Le non-respect de cette obligation d'information et de conservation du corps peut constituer une faute de l'établissement, ouvrant droit à une indemnisation pour préjudice moral.
Évolution du Statut Juridique du Fœtus Mort
Depuis les années 1990, le statut juridique du fœtus mort a connu des transformations significatives, allant vers une "personnalisation". Les seuils qui définissent les catégories de "déchet anatomique", de "pièce anatomique", de "personne décédée" et "d'enfant sans vie" ont été redéfinis.
Élargissement de la Catégorie "Enfant Sans Vie"

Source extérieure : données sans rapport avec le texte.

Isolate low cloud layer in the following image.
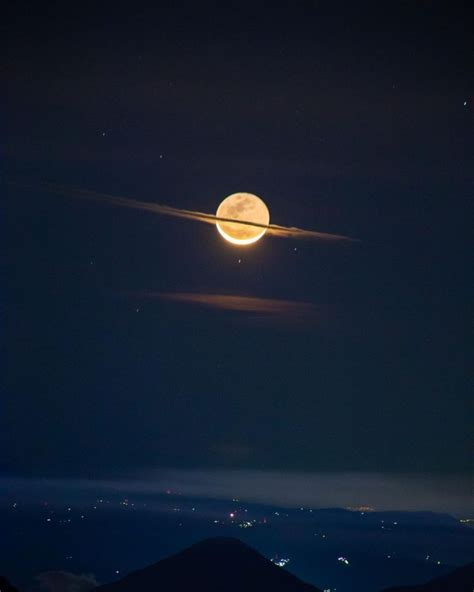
[36,571,99,592]
[0,469,474,515]
[144,292,315,317]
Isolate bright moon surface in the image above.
[216,193,270,245]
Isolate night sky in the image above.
[0,2,474,486]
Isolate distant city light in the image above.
[270,557,290,567]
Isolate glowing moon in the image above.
[216,193,270,245]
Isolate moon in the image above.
[216,193,270,245]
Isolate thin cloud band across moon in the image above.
[17,182,359,245]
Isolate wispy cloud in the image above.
[154,292,315,318]
[11,182,358,242]
[0,469,474,515]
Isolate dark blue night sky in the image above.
[0,1,474,590]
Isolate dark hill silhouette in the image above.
[384,563,474,592]
[0,576,18,592]
[94,538,321,592]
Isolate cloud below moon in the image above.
[150,292,315,316]
[21,183,359,242]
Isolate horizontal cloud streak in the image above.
[0,469,474,516]
[11,183,358,242]
[150,292,315,317]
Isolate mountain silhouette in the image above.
[383,563,474,592]
[94,538,321,592]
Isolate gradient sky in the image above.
[0,2,474,476]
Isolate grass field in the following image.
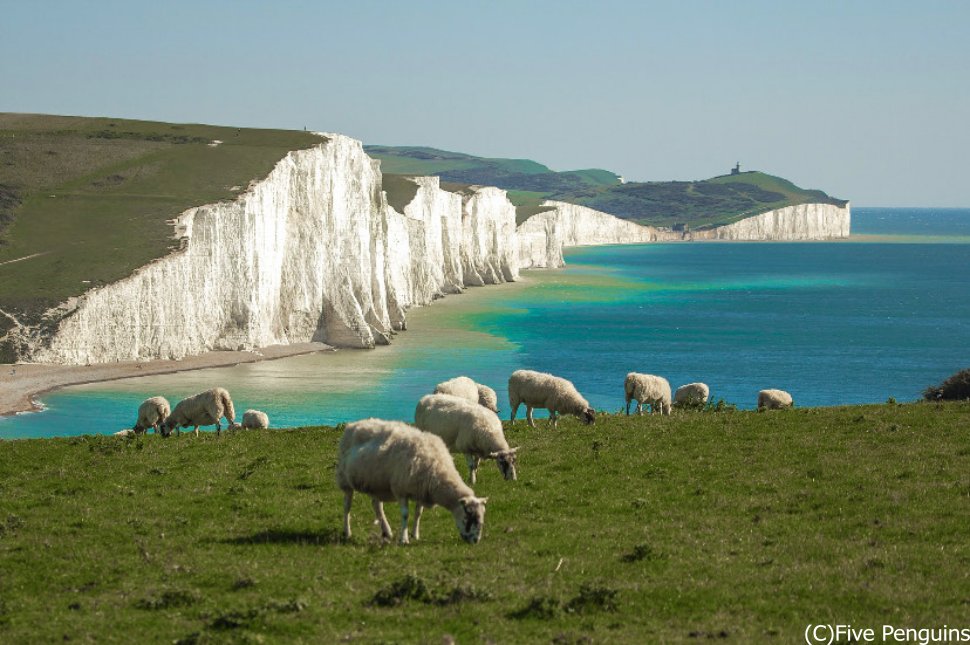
[0,403,970,643]
[0,114,321,340]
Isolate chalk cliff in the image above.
[19,134,519,364]
[690,204,852,242]
[12,134,849,364]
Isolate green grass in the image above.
[0,403,970,643]
[366,146,846,229]
[0,114,321,330]
[563,172,846,229]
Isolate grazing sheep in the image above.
[475,383,498,414]
[162,387,236,437]
[414,394,518,484]
[132,396,172,434]
[623,372,671,414]
[242,410,269,430]
[509,370,596,428]
[674,383,711,405]
[758,390,795,410]
[434,376,498,412]
[337,419,488,544]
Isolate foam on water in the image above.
[0,209,970,437]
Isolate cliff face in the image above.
[690,204,852,242]
[12,134,849,364]
[518,201,668,268]
[13,134,519,364]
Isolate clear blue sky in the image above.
[0,0,970,207]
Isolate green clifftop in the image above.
[365,146,846,229]
[0,113,321,350]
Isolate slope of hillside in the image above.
[364,145,621,223]
[366,146,846,229]
[559,172,846,229]
[0,114,321,338]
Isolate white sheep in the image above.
[414,394,518,484]
[758,390,795,410]
[242,410,269,430]
[623,372,671,414]
[509,370,596,428]
[337,419,488,544]
[434,376,498,412]
[162,387,237,437]
[674,383,711,405]
[132,396,172,434]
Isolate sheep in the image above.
[623,372,671,415]
[434,376,498,412]
[674,383,711,406]
[242,410,269,430]
[758,390,795,410]
[414,394,518,484]
[475,383,498,414]
[337,419,488,544]
[162,387,238,437]
[509,370,596,428]
[132,396,172,434]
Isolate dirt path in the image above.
[0,343,333,416]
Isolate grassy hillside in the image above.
[366,146,845,229]
[564,172,845,229]
[0,403,970,643]
[364,146,620,222]
[0,114,320,340]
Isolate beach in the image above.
[0,343,336,416]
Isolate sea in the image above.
[0,208,970,439]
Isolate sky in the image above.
[0,0,970,207]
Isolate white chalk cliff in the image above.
[690,204,852,242]
[15,134,848,364]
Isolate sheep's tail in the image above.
[623,372,636,399]
[222,392,236,423]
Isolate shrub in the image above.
[923,369,970,401]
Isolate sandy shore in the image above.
[0,343,334,416]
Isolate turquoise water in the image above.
[0,208,970,438]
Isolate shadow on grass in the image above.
[219,528,347,546]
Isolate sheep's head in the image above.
[452,496,488,544]
[488,448,518,481]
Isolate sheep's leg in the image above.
[344,489,354,540]
[414,502,424,540]
[370,497,394,541]
[398,497,410,544]
[465,455,480,484]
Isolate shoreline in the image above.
[0,343,337,417]
[0,276,536,419]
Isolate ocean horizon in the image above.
[0,207,970,439]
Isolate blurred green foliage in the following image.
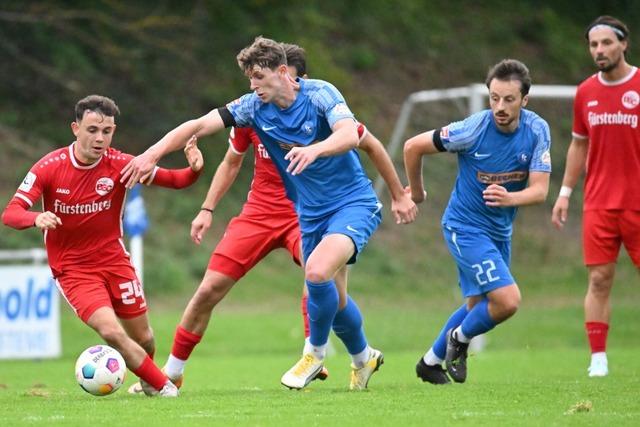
[0,0,640,298]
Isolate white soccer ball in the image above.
[76,345,127,396]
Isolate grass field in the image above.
[0,299,640,426]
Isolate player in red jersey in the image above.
[2,95,203,397]
[142,44,417,393]
[551,16,640,377]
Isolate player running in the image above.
[404,59,551,384]
[551,16,640,377]
[123,37,417,389]
[2,95,203,397]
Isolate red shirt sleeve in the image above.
[2,197,40,230]
[229,127,253,154]
[151,167,202,189]
[572,83,589,138]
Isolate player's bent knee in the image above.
[98,325,127,348]
[304,270,333,283]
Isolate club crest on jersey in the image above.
[302,120,313,135]
[96,176,113,196]
[622,90,640,110]
[518,153,529,165]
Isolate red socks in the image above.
[171,326,202,360]
[301,295,310,338]
[584,322,609,353]
[132,356,167,390]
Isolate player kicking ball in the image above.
[2,95,203,397]
[404,59,551,384]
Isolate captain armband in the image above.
[218,107,236,128]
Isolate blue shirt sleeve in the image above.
[529,118,551,172]
[440,110,490,153]
[227,93,259,127]
[310,80,355,127]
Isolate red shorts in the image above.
[56,265,147,323]
[582,209,640,267]
[208,214,301,281]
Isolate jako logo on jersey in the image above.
[258,144,270,159]
[96,176,113,196]
[19,172,36,193]
[333,102,351,115]
[622,90,640,110]
[476,171,529,184]
[518,153,529,165]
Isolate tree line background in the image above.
[0,0,640,300]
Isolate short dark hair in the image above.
[584,15,631,53]
[584,15,629,41]
[282,43,307,77]
[485,59,531,96]
[236,36,287,74]
[75,95,120,122]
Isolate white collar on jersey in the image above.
[598,67,638,86]
[69,141,102,169]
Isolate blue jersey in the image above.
[434,109,551,240]
[227,79,378,219]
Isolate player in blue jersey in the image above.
[404,59,551,384]
[122,37,417,390]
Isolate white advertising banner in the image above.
[0,265,61,359]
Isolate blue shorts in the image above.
[299,203,382,264]
[442,226,515,298]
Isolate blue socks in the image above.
[305,280,340,346]
[460,298,496,339]
[333,295,367,354]
[431,304,469,360]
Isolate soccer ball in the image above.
[76,345,127,396]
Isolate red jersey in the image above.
[573,67,640,210]
[229,127,296,215]
[3,144,198,277]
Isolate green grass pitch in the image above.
[0,300,640,426]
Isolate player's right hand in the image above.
[184,135,204,172]
[120,150,158,189]
[404,185,427,203]
[35,211,62,231]
[551,196,569,230]
[191,210,213,245]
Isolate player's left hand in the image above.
[184,135,204,172]
[482,184,513,207]
[120,150,158,189]
[284,146,318,175]
[391,187,418,224]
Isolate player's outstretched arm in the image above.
[120,110,224,188]
[482,172,551,207]
[147,135,204,189]
[358,132,418,224]
[2,198,62,231]
[551,137,589,229]
[284,118,358,175]
[403,130,438,203]
[191,147,244,245]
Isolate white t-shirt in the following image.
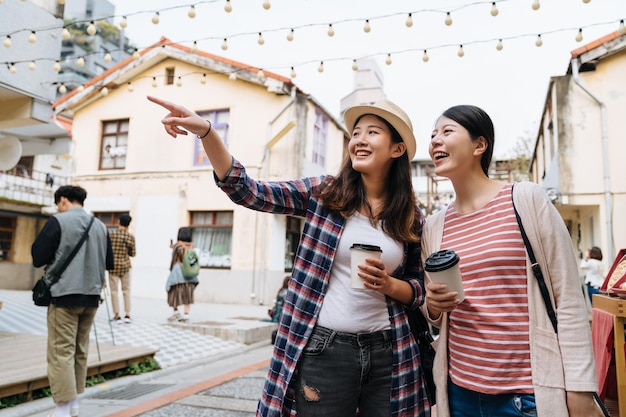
[317,213,404,333]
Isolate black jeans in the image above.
[296,326,393,417]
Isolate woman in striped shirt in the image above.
[422,105,602,417]
[149,97,430,417]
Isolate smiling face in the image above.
[428,116,486,179]
[348,114,406,174]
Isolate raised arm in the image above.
[148,96,232,179]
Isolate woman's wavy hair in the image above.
[320,116,421,242]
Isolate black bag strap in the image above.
[50,216,94,286]
[511,184,559,333]
[511,185,610,417]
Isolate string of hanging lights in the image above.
[0,0,626,90]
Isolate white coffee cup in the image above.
[424,249,465,301]
[350,243,383,290]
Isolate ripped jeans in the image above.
[295,326,393,417]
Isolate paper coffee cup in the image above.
[424,249,465,301]
[350,243,383,290]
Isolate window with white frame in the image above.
[193,109,230,167]
[313,109,328,167]
[189,211,233,268]
[100,119,129,169]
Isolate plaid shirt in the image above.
[109,228,135,277]
[216,159,430,417]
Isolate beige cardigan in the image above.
[422,182,597,417]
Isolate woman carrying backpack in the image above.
[165,229,199,322]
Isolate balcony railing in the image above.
[0,170,71,206]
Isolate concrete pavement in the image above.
[0,290,275,417]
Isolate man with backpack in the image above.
[165,227,200,322]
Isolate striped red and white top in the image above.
[441,184,533,394]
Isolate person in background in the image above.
[109,214,136,324]
[165,227,200,323]
[31,185,114,417]
[267,275,290,322]
[148,97,430,417]
[580,246,604,301]
[422,105,602,417]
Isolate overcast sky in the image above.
[110,0,626,158]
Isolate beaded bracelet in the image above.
[196,120,213,139]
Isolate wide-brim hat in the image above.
[343,100,417,161]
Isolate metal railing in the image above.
[0,170,71,206]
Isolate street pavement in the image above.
[0,290,272,417]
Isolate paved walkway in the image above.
[0,290,271,417]
[0,290,267,368]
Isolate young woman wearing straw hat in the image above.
[148,97,430,417]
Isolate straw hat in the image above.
[343,100,416,161]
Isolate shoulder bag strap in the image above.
[511,186,610,417]
[50,216,94,286]
[511,187,558,333]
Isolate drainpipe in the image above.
[572,58,614,259]
[250,86,296,304]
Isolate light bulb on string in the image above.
[87,20,97,36]
[404,13,413,28]
[491,1,498,17]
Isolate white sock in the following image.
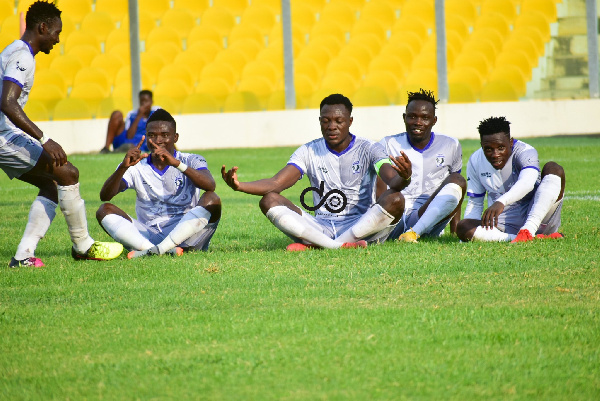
[15,196,58,260]
[412,183,462,235]
[57,183,94,253]
[336,203,394,243]
[472,226,517,242]
[521,174,562,235]
[100,214,154,251]
[157,206,210,254]
[266,206,342,249]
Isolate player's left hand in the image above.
[481,202,504,230]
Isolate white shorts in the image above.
[0,131,44,180]
[129,216,220,251]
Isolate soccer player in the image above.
[379,89,467,242]
[96,109,221,259]
[221,94,411,251]
[457,117,565,242]
[0,1,123,267]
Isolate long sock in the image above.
[57,183,94,253]
[157,206,210,254]
[100,214,154,251]
[473,226,517,242]
[412,183,462,235]
[267,206,342,249]
[336,203,394,243]
[521,174,562,235]
[15,196,58,260]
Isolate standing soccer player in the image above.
[457,117,565,242]
[96,109,221,259]
[380,89,467,242]
[0,1,123,267]
[221,94,411,251]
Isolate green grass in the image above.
[0,137,600,400]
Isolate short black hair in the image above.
[319,93,352,114]
[406,88,439,110]
[25,0,61,31]
[146,109,177,132]
[477,117,510,138]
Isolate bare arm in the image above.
[221,164,301,196]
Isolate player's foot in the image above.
[510,229,533,244]
[71,241,123,260]
[535,233,565,239]
[127,246,183,259]
[8,257,44,268]
[340,239,367,249]
[398,229,420,242]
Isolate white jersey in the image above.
[467,139,540,226]
[380,132,462,212]
[288,134,387,220]
[0,40,35,136]
[123,151,208,226]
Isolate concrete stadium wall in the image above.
[38,99,600,154]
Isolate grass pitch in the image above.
[0,137,600,400]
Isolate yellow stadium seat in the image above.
[201,5,235,37]
[181,93,220,114]
[95,0,129,23]
[69,82,108,112]
[50,54,83,86]
[448,82,477,103]
[160,8,196,41]
[81,11,116,43]
[481,80,519,102]
[241,2,275,36]
[58,0,92,25]
[23,99,50,122]
[64,31,102,53]
[352,86,390,107]
[223,92,262,113]
[65,45,100,67]
[52,98,92,120]
[73,67,112,97]
[138,0,171,20]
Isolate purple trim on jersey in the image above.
[288,163,304,179]
[325,134,356,157]
[2,77,23,89]
[406,132,435,153]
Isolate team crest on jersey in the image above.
[435,153,446,167]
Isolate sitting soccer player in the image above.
[96,109,221,259]
[379,89,467,242]
[457,117,565,242]
[221,94,411,251]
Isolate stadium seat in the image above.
[81,11,116,43]
[223,92,262,113]
[481,80,519,102]
[351,86,390,107]
[52,97,92,120]
[181,93,221,114]
[160,8,196,41]
[23,99,50,122]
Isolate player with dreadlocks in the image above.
[457,117,565,242]
[378,89,467,242]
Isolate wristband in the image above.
[176,162,187,173]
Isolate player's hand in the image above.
[123,135,148,167]
[42,139,67,167]
[389,151,412,180]
[221,165,240,191]
[481,202,504,230]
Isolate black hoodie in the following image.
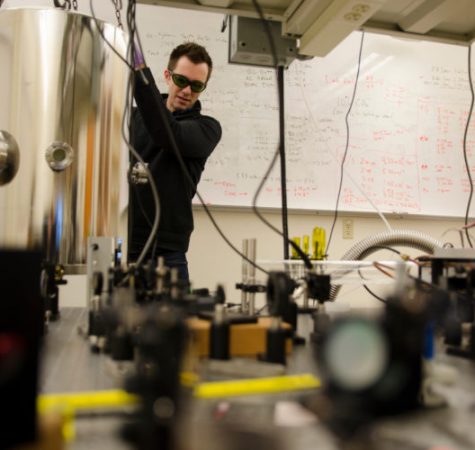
[129,68,221,260]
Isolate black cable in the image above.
[122,0,160,265]
[277,65,289,260]
[463,45,475,248]
[89,0,160,268]
[362,284,388,304]
[252,0,313,270]
[89,0,134,70]
[327,31,364,254]
[358,245,401,303]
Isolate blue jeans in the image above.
[128,248,190,281]
[157,250,190,281]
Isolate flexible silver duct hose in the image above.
[330,230,444,301]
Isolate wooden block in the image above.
[187,317,292,357]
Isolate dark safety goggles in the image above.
[168,70,206,93]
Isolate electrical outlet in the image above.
[343,219,353,239]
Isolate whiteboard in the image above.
[130,6,475,217]
[6,0,475,217]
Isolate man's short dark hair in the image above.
[168,42,213,80]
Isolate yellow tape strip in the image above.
[38,374,320,413]
[38,389,137,413]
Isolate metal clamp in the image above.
[130,162,148,184]
[45,141,74,172]
[0,130,20,186]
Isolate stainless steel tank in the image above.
[0,8,128,272]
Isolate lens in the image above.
[172,73,190,89]
[190,81,206,92]
[170,71,206,93]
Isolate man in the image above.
[128,42,221,280]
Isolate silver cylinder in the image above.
[0,8,128,270]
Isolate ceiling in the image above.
[137,0,475,56]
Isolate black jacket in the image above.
[129,69,221,260]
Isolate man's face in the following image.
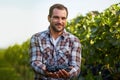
[48,8,67,32]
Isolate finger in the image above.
[62,69,69,77]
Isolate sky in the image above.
[0,0,120,48]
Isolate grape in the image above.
[46,64,71,72]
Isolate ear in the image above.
[48,15,50,22]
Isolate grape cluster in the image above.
[46,64,71,72]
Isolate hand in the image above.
[57,69,70,78]
[45,71,59,78]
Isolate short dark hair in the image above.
[49,4,68,17]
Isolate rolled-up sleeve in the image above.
[70,38,81,77]
[29,35,46,75]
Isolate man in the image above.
[30,4,81,80]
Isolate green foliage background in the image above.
[0,3,120,80]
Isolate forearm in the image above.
[31,61,46,75]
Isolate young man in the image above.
[30,4,81,80]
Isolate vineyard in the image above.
[0,3,120,80]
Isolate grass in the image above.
[0,50,24,80]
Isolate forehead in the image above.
[52,8,67,17]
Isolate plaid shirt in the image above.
[30,29,81,80]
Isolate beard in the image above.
[51,23,64,32]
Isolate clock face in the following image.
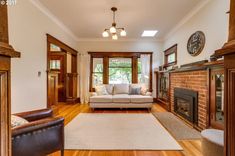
[187,31,205,56]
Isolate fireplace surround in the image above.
[174,88,198,125]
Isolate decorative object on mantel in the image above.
[102,7,126,40]
[187,31,206,56]
[210,54,223,62]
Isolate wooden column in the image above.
[103,56,109,84]
[215,0,235,156]
[149,53,153,92]
[0,4,20,156]
[132,56,138,83]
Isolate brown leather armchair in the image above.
[12,109,64,156]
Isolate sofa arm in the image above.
[14,109,53,121]
[145,92,152,96]
[12,117,64,137]
[12,118,64,156]
[90,92,98,97]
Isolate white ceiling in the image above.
[39,0,205,39]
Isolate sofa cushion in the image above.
[130,95,153,103]
[113,94,131,103]
[95,85,108,95]
[90,95,112,102]
[113,84,129,94]
[104,84,113,95]
[130,83,148,95]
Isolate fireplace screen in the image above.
[174,88,198,123]
[177,99,190,116]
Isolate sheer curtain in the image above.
[140,54,150,88]
[80,54,90,104]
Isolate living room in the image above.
[0,0,235,156]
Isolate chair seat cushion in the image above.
[201,129,224,146]
[11,115,29,128]
[90,95,112,103]
[130,95,153,103]
[113,94,131,103]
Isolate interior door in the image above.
[50,52,66,102]
[210,69,224,129]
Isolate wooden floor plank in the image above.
[50,103,202,156]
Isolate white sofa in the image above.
[90,84,153,109]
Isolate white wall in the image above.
[78,41,162,96]
[163,0,229,65]
[8,0,77,113]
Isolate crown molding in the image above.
[163,0,211,41]
[29,0,78,41]
[77,38,164,42]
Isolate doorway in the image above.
[47,34,79,108]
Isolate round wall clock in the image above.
[187,31,205,56]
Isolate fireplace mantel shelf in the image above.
[169,60,224,73]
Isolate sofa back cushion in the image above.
[130,83,148,95]
[104,84,113,95]
[95,85,109,95]
[113,84,129,94]
[129,86,141,95]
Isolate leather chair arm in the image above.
[14,109,53,121]
[12,117,64,138]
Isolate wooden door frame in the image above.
[46,34,79,108]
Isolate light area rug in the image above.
[65,113,182,150]
[153,112,201,140]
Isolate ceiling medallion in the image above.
[102,7,126,40]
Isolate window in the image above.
[92,58,103,87]
[164,44,177,66]
[88,52,152,91]
[109,58,132,84]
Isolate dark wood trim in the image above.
[46,34,79,108]
[0,3,20,156]
[214,0,235,156]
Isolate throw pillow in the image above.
[95,85,109,95]
[11,115,29,128]
[130,87,141,95]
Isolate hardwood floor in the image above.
[50,104,202,156]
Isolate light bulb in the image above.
[120,29,126,37]
[112,34,118,40]
[102,31,109,37]
[109,26,117,34]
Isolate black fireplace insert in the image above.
[174,88,198,124]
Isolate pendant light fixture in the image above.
[102,7,126,40]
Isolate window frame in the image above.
[108,57,132,84]
[164,44,178,67]
[88,52,153,92]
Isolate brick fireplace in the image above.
[170,70,209,129]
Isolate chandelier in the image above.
[102,7,126,40]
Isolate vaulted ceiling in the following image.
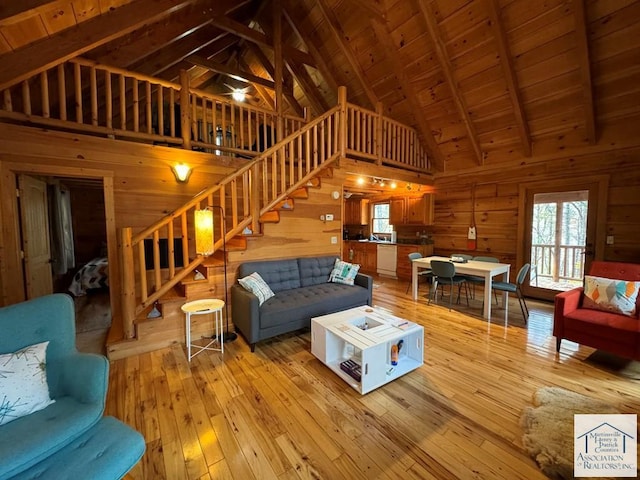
[0,0,640,171]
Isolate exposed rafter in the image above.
[371,20,444,170]
[208,16,315,67]
[486,0,531,157]
[317,0,378,108]
[0,0,194,90]
[282,6,339,91]
[573,0,597,145]
[417,0,484,165]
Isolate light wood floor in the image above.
[107,279,640,480]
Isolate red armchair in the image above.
[553,261,640,360]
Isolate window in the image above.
[371,202,393,235]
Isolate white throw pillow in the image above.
[0,342,55,425]
[238,272,275,305]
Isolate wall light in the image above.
[194,208,213,256]
[171,163,192,183]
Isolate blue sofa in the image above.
[231,256,373,352]
[0,294,145,480]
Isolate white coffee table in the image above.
[311,306,424,394]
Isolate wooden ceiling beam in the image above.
[243,42,304,116]
[371,19,445,171]
[212,16,315,67]
[91,4,216,68]
[0,0,69,27]
[317,0,378,108]
[132,27,225,77]
[0,0,194,90]
[572,0,597,145]
[486,0,531,157]
[185,55,276,90]
[417,0,484,165]
[282,5,339,91]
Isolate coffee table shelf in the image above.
[311,306,424,394]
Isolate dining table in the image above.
[411,256,511,319]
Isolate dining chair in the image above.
[490,262,531,324]
[428,260,469,311]
[465,255,500,303]
[405,252,433,293]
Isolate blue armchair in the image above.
[0,294,144,480]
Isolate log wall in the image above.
[431,148,640,275]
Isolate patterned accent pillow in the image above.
[238,272,275,305]
[329,258,360,285]
[582,275,640,317]
[0,342,55,425]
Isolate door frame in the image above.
[0,161,120,314]
[516,175,609,300]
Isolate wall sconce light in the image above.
[194,208,213,256]
[171,163,192,183]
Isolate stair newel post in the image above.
[180,70,191,150]
[338,86,347,158]
[120,227,136,338]
[250,160,265,233]
[375,102,384,165]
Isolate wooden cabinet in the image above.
[342,241,378,274]
[389,193,434,226]
[396,245,433,281]
[343,199,369,225]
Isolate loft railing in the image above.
[0,58,306,158]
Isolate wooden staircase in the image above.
[107,174,324,360]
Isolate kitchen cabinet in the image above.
[389,193,434,226]
[396,244,433,281]
[342,241,378,275]
[343,199,369,225]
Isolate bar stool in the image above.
[181,298,224,361]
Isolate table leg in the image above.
[482,273,491,319]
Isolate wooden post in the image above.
[338,86,347,158]
[375,102,384,165]
[249,161,264,233]
[180,70,191,150]
[120,227,136,338]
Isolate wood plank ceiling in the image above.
[0,0,640,171]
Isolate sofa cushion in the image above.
[564,308,640,345]
[238,258,300,293]
[582,275,640,316]
[0,397,102,479]
[0,342,55,425]
[238,272,275,305]
[260,281,369,328]
[298,256,338,287]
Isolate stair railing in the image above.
[120,87,346,338]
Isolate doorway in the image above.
[518,177,608,300]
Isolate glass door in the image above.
[521,179,607,300]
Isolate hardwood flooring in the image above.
[106,278,640,480]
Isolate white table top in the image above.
[180,298,224,315]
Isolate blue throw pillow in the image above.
[329,258,360,285]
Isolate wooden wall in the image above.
[0,124,245,305]
[432,148,640,275]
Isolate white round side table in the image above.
[181,298,224,361]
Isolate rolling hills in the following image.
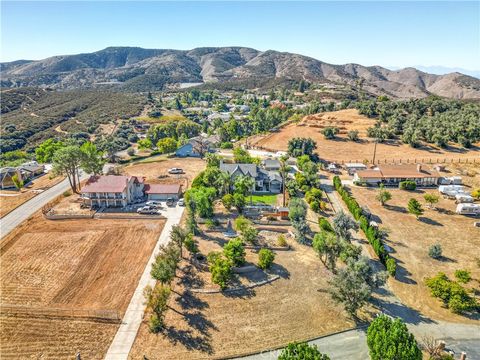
[0,47,480,99]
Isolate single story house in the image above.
[81,175,145,207]
[262,159,281,171]
[345,163,367,175]
[220,161,283,194]
[353,164,440,186]
[175,135,220,157]
[145,184,182,200]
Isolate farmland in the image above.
[0,214,164,359]
[250,109,480,163]
[352,187,480,322]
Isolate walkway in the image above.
[105,206,185,360]
[0,174,88,238]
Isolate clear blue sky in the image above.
[1,1,480,70]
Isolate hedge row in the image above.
[333,176,397,276]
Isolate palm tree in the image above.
[280,155,290,207]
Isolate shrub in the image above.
[277,234,288,247]
[318,217,333,232]
[385,257,397,277]
[258,249,275,270]
[278,343,330,360]
[455,270,472,284]
[428,244,442,260]
[223,239,245,266]
[367,315,422,360]
[222,194,234,211]
[207,252,232,289]
[398,180,417,190]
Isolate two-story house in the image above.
[81,175,144,207]
[220,162,283,194]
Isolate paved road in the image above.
[105,206,185,360]
[0,174,88,238]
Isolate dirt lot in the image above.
[0,174,63,218]
[353,187,480,322]
[0,213,164,359]
[250,109,480,162]
[122,157,206,189]
[130,224,354,360]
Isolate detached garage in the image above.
[145,184,182,200]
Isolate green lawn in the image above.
[248,194,278,205]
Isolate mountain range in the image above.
[0,47,480,99]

Le statut juridique "d'enfant sans vie" s'est élargi à des pertes de plus en plus précoces, réduisant ainsi la catégorie des "déchets". La circulaire n° 2001/576 du 30 novembre 2001 et l'arrêté du 19 juillet 2002 permettent de délivrer un acte d'enfant sans vie pour tous les fœtus morts in utero à partir de 22 SA, sous condition d'un certificat médical d'accouchement. Les décrets du 20 août 2008 ont supprimé le seuil limite de déclaration, mais l'acte reste soumis à la délivrance d'un certificat médical d'accouchement impliquant le recueil d'un corps formé et sexué.